Struct DataDir 

pub struct DataDir { /* private fields */ }

A capability handle to a base directory.

Every relative path passed to a method is resolved against the base and cannot escape it.

Implementations

impl DataDir

pub fn open(base: impl AsRef<Path>) -> Result<Self>

Open an existing base directory.

This is the single place ambient filesystem authority enters the capability boundary.

pub fn open_or_create(base: impl AsRef<Path>) -> Result<Self>

Open a base directory, first creating it (and any missing parents) with ambient authority.

The base path is the trust boundary, not attacker input, so creating it ambiently is intentional; everything joined onto the returned handle afterwards stays confined.

pub fn resolve(&self, rel: &str) -> PathBuf

Absolute path of a confined relative path, for logging and return values only.

The result is never re-opened through ambient authority — all filesystem access goes through the capability-scoped Dir. This is purely a display/identity helper.

pub fn read_to_string(&self, rel: &str) -> Result<String>

Read a confined relative path to a String.

pub fn read(&self, rel: &str) -> Result<Vec<u8>>

Read a confined relative path to bytes.

pub fn create_dir_all(&self, rel: &str) -> Result<()>

Create all directories along a confined relative path.

pub fn exists(&self, rel: &str) -> bool

Whether a confined relative path exists.

pub fn file_len(&self, rel: &str) -> Result<u64>

Length in bytes of a confined relative file.

pub fn subdir(&self, rel: &str) -> Result<Self>

Open a confined relative subdirectory as its own capability handle.

pub fn write(&self, rel: &str, bytes: &[u8]) -> Result<()>

Write bytes to a confined relative path, creating or truncating it.

pub fn write_atomic(&self, rel: &str, bytes: &[u8]) -> Result<()>

Atomically replace a confined relative path.
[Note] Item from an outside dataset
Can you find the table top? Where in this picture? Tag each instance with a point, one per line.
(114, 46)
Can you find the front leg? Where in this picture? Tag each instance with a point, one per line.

Writes to a sibling temp file inside the same Dir, fsyncs, then renames over the target. Both the temp file and the rename are *at-relative to the open base fd, so neither can escape it.

pub fn remove_file(&self, rel: &str) -> Result<()>

Remove a confined relative file.

pub fn walk_files(&self) -> Result<Vec<String>>

Recursively collect the relative paths of every regular file under the base directory.

Each directory level is descended through its own re-opened Dir handle, so the walk never round-trips a path back through ambient authority. Symlinks, sockets, and devices are reported via file_type() and never followed — the walk cannot escape the base.